Total population | |
---|---|
150,000 (2011) | |
Regions with significant populations | |
Berlin | |
Languages | |
Vietnamese, German | |
Religion | |
Mahayana Buddhism and Roman Catholicism | |
Related ethnic groups | |
Vietnamese people in Bulgaria, Vietnamese people in the Czech Republic, Vietnamese people in Russia, and other overseas Vietnamese |
Vietnamese people in Germany form the country's largest group of resident foreigners from Asia, with Federal Statistical Office figures showing 83,446 Vietnamese nationals residing in Germany at the end of 2005. Not included in those figures are individuals of Vietnamese origin or descent who have been naturalised as German citizens. Between 1981 and 2007, 41,499 people renounced Vietnamese citizenship to take up German nationality. A further 40,000 irregular migrants of Vietnamese origin were estimated to live in Germany, largely concentrated in the Eastern states, as of 2005[update].
The Vietnamese community in West Germany consists of refugees from the Vietnam War. The first of the boat people who fled the country after the fall of Saigon, consisting of 208 families totalling 640 individuals who had fled on board the Hai Hong, arrived in Hanover on 3 December 1978 by plane. None spoke German. Several factors aided their social and economic integration into German society. They received official aid in the form of social benefits and job placement assistance, as well as broader societal support for their successful adaptation to German life. Further, unlike other migrant groups, they knew that they had no option to return to their country of origin if they failed in their adopted land. They spread out through a variety of economic sectors, but were somewhat concentrated in the metal industry. By the eve of German reunification, West Germany had roughly 33,000 Vietnamese immigrants, largely consisting of boat people and their relatives who were admitted under family reunification schemes.
East Germany began to invite North Vietnamese students to attend study and training programmes there as early as the 1950s; cooperation expanded in 1973, when they pledged to train a further 10,000 Vietnamese citizens in the following ten years.
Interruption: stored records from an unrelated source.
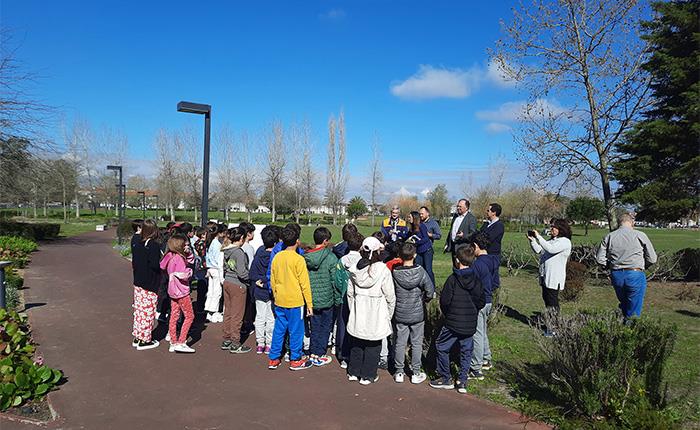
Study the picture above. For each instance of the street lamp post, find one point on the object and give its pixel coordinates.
(143, 202)
(205, 110)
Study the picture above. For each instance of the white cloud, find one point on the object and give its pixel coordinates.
(519, 110)
(333, 14)
(431, 82)
(497, 127)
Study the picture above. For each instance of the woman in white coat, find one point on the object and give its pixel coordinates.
(554, 254)
(371, 301)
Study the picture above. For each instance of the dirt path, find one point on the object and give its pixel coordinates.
(79, 298)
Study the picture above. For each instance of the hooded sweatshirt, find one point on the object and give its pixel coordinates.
(413, 288)
(235, 264)
(321, 264)
(178, 275)
(371, 301)
(461, 300)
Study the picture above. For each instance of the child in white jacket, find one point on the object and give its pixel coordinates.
(371, 301)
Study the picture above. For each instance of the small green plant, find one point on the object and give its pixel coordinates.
(22, 376)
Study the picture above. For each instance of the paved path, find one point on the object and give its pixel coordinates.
(79, 298)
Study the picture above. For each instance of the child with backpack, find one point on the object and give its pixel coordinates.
(413, 289)
(235, 290)
(342, 278)
(174, 263)
(371, 301)
(321, 263)
(460, 301)
(260, 284)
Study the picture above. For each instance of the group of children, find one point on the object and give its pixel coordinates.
(364, 298)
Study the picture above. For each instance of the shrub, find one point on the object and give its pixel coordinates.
(21, 377)
(605, 368)
(16, 249)
(576, 274)
(32, 231)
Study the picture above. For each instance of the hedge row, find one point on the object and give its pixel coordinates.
(33, 231)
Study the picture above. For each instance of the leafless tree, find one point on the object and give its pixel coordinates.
(589, 53)
(275, 163)
(375, 176)
(337, 176)
(168, 174)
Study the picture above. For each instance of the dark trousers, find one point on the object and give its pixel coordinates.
(443, 344)
(321, 326)
(364, 357)
(342, 341)
(426, 261)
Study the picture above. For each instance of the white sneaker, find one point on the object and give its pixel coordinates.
(182, 347)
(418, 378)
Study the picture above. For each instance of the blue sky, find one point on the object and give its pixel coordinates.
(416, 73)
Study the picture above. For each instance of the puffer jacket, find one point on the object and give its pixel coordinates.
(461, 300)
(321, 264)
(413, 287)
(371, 301)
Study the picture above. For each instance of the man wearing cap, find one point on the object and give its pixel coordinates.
(626, 252)
(394, 228)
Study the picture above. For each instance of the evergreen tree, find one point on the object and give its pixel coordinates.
(660, 165)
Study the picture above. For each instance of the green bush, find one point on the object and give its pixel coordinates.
(602, 367)
(32, 231)
(16, 250)
(22, 378)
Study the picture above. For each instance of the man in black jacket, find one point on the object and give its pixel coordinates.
(460, 301)
(463, 225)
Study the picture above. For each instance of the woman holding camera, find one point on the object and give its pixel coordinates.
(554, 254)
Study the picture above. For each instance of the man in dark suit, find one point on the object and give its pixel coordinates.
(462, 227)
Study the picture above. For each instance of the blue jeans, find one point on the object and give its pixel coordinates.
(426, 261)
(630, 286)
(288, 320)
(321, 326)
(443, 344)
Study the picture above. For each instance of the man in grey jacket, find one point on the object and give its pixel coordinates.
(462, 227)
(627, 252)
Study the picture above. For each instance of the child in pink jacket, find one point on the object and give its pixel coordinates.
(175, 264)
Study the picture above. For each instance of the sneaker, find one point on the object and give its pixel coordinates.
(184, 348)
(418, 378)
(238, 348)
(142, 346)
(476, 374)
(300, 364)
(442, 384)
(367, 381)
(226, 345)
(321, 360)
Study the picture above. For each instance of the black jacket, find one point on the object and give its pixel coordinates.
(495, 233)
(145, 262)
(413, 287)
(461, 300)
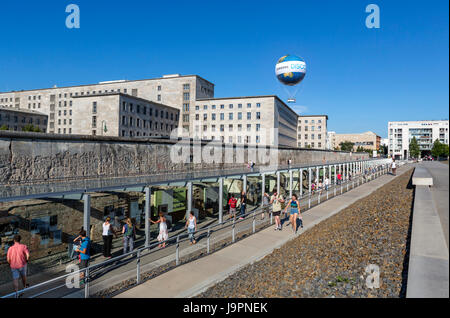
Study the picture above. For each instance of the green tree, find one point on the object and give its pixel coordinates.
(414, 150)
(346, 145)
(439, 149)
(31, 128)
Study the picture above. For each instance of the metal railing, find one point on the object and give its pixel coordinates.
(224, 230)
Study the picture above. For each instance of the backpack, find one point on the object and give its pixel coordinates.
(128, 230)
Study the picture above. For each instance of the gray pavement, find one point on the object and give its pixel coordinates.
(439, 191)
(195, 277)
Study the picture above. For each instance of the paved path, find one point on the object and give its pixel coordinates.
(195, 277)
(439, 191)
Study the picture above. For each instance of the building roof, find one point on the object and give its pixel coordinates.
(21, 110)
(124, 95)
(248, 97)
(106, 83)
(326, 116)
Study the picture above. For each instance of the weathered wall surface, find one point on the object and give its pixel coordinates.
(28, 157)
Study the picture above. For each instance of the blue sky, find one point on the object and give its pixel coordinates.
(361, 78)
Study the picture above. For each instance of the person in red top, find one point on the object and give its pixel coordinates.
(17, 257)
(232, 203)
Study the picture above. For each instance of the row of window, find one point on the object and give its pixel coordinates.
(319, 136)
(319, 121)
(312, 145)
(230, 106)
(145, 124)
(230, 116)
(232, 139)
(230, 127)
(319, 128)
(129, 107)
(23, 120)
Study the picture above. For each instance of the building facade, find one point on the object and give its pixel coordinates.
(367, 140)
(59, 104)
(251, 120)
(426, 132)
(16, 119)
(118, 114)
(312, 131)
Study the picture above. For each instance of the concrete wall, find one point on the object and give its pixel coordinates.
(29, 157)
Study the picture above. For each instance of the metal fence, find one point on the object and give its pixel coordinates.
(178, 250)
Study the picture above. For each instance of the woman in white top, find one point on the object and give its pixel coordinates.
(107, 234)
(191, 225)
(163, 233)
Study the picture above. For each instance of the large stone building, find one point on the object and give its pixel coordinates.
(16, 119)
(426, 132)
(184, 98)
(60, 103)
(367, 140)
(118, 114)
(252, 120)
(312, 131)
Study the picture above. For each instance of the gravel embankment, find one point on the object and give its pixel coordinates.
(329, 260)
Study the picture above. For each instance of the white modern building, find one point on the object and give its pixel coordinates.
(426, 132)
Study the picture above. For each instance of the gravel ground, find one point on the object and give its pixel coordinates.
(329, 260)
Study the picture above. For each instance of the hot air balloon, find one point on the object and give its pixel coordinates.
(290, 71)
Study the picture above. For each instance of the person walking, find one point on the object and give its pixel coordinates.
(265, 208)
(17, 258)
(163, 233)
(276, 201)
(243, 205)
(191, 225)
(85, 253)
(129, 233)
(394, 167)
(108, 232)
(232, 204)
(326, 183)
(294, 212)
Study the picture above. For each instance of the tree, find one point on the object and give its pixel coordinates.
(439, 149)
(31, 128)
(346, 146)
(414, 150)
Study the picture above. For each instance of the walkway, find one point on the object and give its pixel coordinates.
(195, 277)
(439, 191)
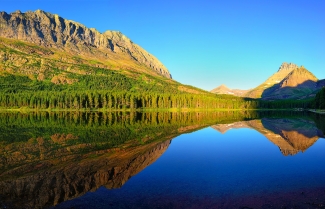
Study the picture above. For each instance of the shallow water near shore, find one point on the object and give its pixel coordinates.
(169, 160)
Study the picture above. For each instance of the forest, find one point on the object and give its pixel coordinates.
(118, 92)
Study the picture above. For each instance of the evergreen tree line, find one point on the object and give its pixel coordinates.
(129, 100)
(120, 100)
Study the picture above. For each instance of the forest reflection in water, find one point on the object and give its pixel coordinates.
(48, 158)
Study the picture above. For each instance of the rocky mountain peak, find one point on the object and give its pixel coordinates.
(52, 31)
(287, 67)
(299, 76)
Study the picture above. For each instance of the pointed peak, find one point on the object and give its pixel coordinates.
(287, 66)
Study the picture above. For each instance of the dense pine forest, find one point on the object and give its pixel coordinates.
(124, 93)
(319, 102)
(34, 77)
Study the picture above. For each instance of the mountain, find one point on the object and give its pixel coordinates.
(110, 48)
(43, 52)
(276, 78)
(225, 90)
(290, 135)
(289, 82)
(299, 83)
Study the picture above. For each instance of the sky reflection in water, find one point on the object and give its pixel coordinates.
(209, 164)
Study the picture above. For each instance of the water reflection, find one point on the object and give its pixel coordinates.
(291, 135)
(48, 158)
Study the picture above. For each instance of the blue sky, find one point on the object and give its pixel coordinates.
(207, 43)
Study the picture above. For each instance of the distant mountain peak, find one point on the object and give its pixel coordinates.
(287, 66)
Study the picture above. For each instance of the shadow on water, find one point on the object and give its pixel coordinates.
(48, 158)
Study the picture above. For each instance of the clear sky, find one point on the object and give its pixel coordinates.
(206, 43)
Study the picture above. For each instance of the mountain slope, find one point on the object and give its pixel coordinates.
(110, 49)
(225, 90)
(299, 83)
(276, 78)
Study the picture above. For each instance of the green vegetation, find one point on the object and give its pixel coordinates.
(319, 102)
(34, 77)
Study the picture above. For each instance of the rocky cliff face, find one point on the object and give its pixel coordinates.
(53, 31)
(53, 184)
(299, 83)
(276, 78)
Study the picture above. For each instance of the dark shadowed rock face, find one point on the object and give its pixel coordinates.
(71, 179)
(51, 30)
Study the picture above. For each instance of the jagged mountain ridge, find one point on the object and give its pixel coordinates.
(289, 82)
(223, 89)
(277, 77)
(299, 83)
(52, 31)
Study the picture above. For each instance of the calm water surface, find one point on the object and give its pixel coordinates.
(163, 160)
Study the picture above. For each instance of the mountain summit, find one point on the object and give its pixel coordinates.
(289, 82)
(52, 31)
(277, 77)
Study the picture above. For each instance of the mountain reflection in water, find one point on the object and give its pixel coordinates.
(291, 135)
(49, 158)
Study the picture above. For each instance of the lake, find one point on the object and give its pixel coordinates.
(229, 159)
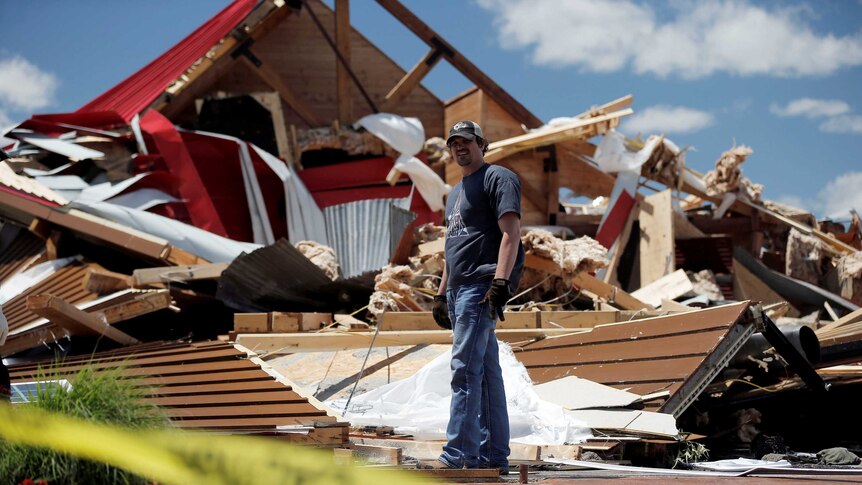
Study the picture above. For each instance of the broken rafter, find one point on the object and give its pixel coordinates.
(412, 79)
(76, 321)
(582, 128)
(273, 80)
(459, 62)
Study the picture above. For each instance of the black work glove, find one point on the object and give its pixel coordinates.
(497, 297)
(441, 312)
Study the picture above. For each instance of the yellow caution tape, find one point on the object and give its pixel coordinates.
(188, 457)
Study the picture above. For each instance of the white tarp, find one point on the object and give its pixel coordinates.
(419, 405)
(613, 156)
(212, 247)
(17, 284)
(406, 136)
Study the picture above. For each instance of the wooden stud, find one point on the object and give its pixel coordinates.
(167, 274)
(102, 281)
(273, 80)
(342, 41)
(78, 322)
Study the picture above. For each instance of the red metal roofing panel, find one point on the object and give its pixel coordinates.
(135, 93)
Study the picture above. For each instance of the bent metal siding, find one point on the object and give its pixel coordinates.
(214, 386)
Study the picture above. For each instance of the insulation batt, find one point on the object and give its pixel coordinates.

In 1980, they signed an agreement with the reunified Socialist Republic of Vietnam for enterprises in East Germany to provide training to Vietnamese; between 1987 and 1989. The East German government viewed industrial trainee programmes not just as a means to increase the labour supply to local industry, but also as development aid to the poorer members of the socialist bloc. By the mid-1980s, Vietnamese, along with Mozambicans, comprised the main groups of foreign labourers in the GDR. From a population of just 2,482 in 1980, the number of Vietnamese residents of East Germany grew to 59,053 by 1989, with the largest influx in 1987 and 1988. They were concentrated mainly in Karl-Marx-Stadt, Dresden, Erfurt, East Berlin, and Leipzig. Their contracts were supposed to last for five years, after which they would return home.